# Goat proof gate?



## GoddessKristie (Jun 18, 2007)

What kind of gate does everyone have? We're looking at a miniature breed, but I'm unimpressed by all the gates I've seen so far.
What do you have? (pictures are helpful if you have them)
What do you recomend?


----------



## Montanarchist (Feb 24, 2005)

We use a chain with a thumb hasp (like the end of dog leashes) wrapped around the fence and clipped on itself. Never had any problems.


----------



## Alice In TX/MO (May 10, 2002)

Our Alpine goat figured out bungee cords and hook and eye closures.


----------



## BackfourtyMI. (Sep 3, 2007)

My Dh made our gates out of wood slats like for fencing, put flush up next to each other & cross peices of wood on backside to make it stable (kinda like a stable door looks like in the old movies?). We have wood posts on each side of the gate, hinges attach the gate on one & a long bar type latch that slides in a loop(very sturdy kind). We Have nigerian dwarfs & pygmies. This type gate is in our buck pen too. If you think you want to see pictures I can take them tomarrow & post them here(warning...I'm not real good at posting pictures yet, HaHaHa!).


----------



## Bearfootfarm (Jul 13, 2006)

http://images.google.com/imgres?img...ire+filled+gate&gbv=2&hl=en&safe=off&ie=UTF-8

I like this type


----------



## JB114 (Oct 3, 2007)

We bought ours from tractor supply. They are the welded wire tube gates. The spacing between openings doesnt let babies thrue since we have pygmy and nigerian goats.


----------



## fishhead (Jul 19, 2006)

I put hot electric fence wires on the inside of the gate. The goats don't mess with the gate and when I open it they step aside.


----------



## Otter (Jan 15, 2008)

The best gate latch I ever had;
Go to the junkyard and cut the seatbelts out of an old car. Burn holes in the nylon and attach with bolts and washers.
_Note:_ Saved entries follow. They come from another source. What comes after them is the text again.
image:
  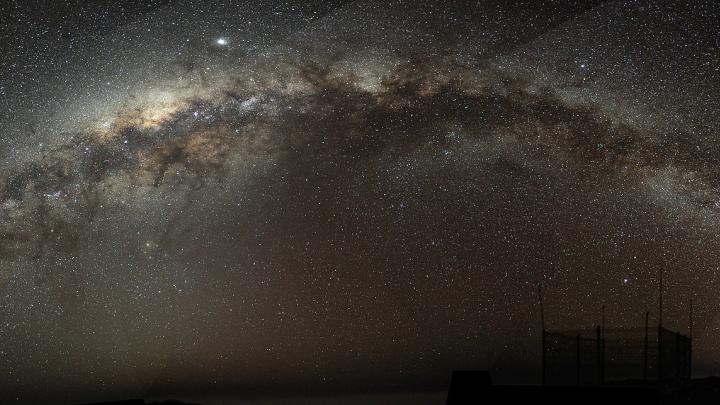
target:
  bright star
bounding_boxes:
[216,38,228,46]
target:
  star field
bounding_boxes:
[0,0,719,403]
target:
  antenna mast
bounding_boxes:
[659,268,663,329]
[658,268,664,382]
[539,284,546,385]
[539,285,546,330]
[689,298,693,339]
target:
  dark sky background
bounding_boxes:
[1,0,719,403]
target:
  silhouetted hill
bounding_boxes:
[77,400,203,405]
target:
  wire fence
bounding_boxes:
[543,326,691,386]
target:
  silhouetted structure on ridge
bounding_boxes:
[539,269,692,387]
[542,325,691,386]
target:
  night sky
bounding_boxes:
[1,0,720,403]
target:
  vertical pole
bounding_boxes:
[683,335,689,383]
[689,298,693,339]
[541,329,546,385]
[644,311,649,382]
[577,333,581,386]
[658,325,663,382]
[539,285,546,330]
[658,268,663,383]
[539,285,546,385]
[596,325,602,385]
[659,267,663,328]
[601,329,605,385]
[689,299,693,381]
[599,302,605,384]
[688,335,692,382]
[600,303,606,385]
[676,332,681,383]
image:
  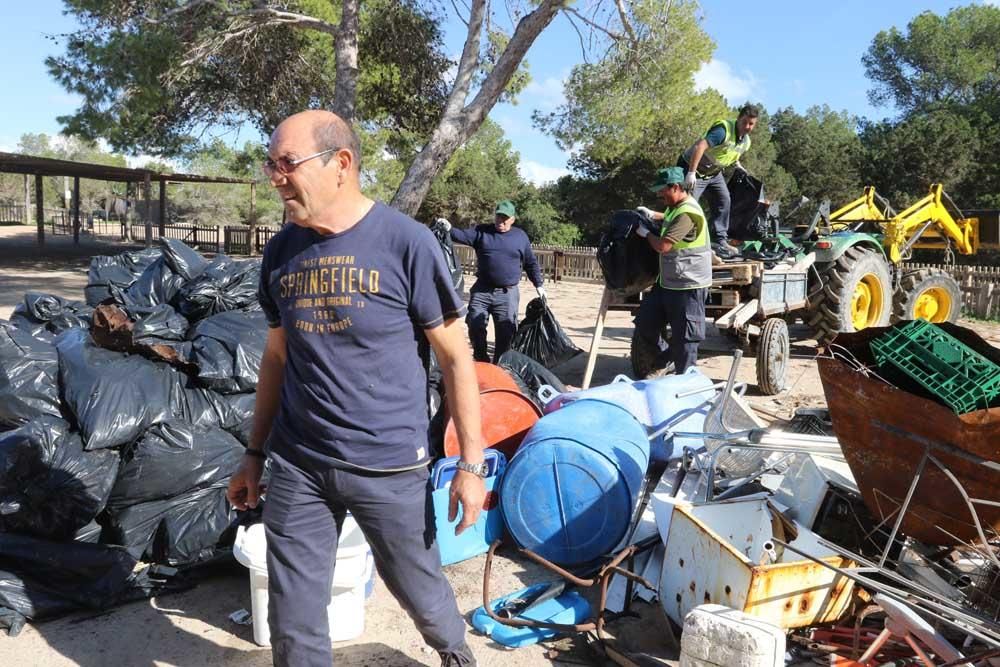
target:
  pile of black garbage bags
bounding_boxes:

A monthly spray of WD40 acts like a water repellent. I've never had an animal that could open it!!!


----------



## TennesseeMama23 (May 10, 2006)

We use pallets for gates (drive a steel post through one side to make it hinge) with a concrete block on the outside so they can't push it open, it only opens to the inside.


----------



## GoddessKristie (Jun 18, 2007)

Wow, everyone has really good tips! I was conscerned about miniature kids getting through those tube gates. Maybe I should take a second look at the ones accross the street. 
Otter, that's brilliant!

A big thank you to everyone who has given their ideas so far!
Keep em coming


----------



## CookingPam777 (Oct 16, 2007)

For my buck my dad made a metal sturdy gate of scrap metal.


----------



## prairiedog (Jan 18, 2007)

We just use a small section of the cattle panel we use for fence and use bungie cords to fasten workd ofr out bucks and our does they occasionally chew through a bungie but since I'm in and out of the pen several times a day I can keep close track of it.


----------



## Wags (Jun 2, 2002)

I use a regular chainlink type gate - set between two wooden posts. The goats have never tried getting out (pushing up the U) but my two year old likes to let them out so I use a metal clip that is too tough for him to open.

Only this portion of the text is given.